# Benchmark
## 1. Overview
This document provides a comprehensive performance benchmark for `VideoDataset`, a high-efficiency video decoding backend. The `VideoDataset` is designed to be used by creating a custom dataset class that inherits from `BaseVideoDataset`, enabling efficient video data decoding.

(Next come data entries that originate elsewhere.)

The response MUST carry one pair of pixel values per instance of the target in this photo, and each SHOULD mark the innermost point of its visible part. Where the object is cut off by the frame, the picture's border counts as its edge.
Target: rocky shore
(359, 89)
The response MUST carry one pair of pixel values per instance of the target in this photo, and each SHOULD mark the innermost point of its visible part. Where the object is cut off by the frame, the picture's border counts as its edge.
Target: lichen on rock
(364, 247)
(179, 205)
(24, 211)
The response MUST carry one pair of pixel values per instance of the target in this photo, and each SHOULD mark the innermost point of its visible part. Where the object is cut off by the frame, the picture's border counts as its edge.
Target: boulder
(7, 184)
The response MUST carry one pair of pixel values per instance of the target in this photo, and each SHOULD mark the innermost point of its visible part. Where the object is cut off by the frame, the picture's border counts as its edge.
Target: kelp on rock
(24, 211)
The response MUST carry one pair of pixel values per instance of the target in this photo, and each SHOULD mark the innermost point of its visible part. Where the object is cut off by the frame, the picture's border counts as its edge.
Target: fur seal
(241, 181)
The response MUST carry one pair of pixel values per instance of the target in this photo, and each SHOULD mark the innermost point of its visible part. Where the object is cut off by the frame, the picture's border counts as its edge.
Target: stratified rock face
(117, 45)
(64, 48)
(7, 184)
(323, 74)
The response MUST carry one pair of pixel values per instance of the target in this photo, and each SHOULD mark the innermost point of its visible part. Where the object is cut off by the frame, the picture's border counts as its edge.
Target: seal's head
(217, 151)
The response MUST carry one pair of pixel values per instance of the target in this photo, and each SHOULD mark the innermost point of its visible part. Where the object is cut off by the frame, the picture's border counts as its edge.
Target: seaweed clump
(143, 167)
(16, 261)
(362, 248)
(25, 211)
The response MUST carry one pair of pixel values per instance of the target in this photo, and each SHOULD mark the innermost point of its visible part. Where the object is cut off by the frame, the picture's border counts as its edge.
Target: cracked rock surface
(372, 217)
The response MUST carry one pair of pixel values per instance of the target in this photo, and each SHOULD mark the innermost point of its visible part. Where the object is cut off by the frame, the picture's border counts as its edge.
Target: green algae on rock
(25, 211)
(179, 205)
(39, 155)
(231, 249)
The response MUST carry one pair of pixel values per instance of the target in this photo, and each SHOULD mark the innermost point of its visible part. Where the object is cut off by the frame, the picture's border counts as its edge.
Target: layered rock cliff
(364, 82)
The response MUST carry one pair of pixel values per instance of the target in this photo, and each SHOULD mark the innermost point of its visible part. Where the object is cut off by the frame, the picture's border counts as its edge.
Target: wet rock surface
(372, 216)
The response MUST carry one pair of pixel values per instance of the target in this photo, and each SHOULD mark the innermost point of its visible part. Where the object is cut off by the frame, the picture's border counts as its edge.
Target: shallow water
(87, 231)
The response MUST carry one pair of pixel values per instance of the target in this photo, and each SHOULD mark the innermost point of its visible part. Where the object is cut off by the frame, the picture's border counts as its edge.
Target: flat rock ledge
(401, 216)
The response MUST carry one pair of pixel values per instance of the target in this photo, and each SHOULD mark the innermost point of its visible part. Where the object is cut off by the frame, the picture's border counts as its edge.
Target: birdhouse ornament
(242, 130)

This document presents a comprehensive performance benchmark analyzing this approach across multiple metrics to quantify its characteristics.
## 2. Prerequisites
### 2.1 Benchmark Environment
To ensure reproducible and fair results, all tests were conducted in the following fixed environment:
| Component | Specification |
| :--- | :--- |
| **Hardware** | - **CPU:** Intel(R) Xeon(R) Platinum 8468 |
| | - **GPU:** NVIDIA H100 SXM5 80GB |
| | - **GPU Num** 8 |
| **Software** | - **OS:** Ubuntu 24.04.3 LTS |
| | - **Python:** 3.12.3 |
| | - **PyTorch:** 2.7.0a0+79aa17489c.nv25.4 |
| | - **CUDA:** 12.9 |
| | - **Driver Version:** 560.35.03 |
>Note: The Docker image used for running the benchmark will be released later.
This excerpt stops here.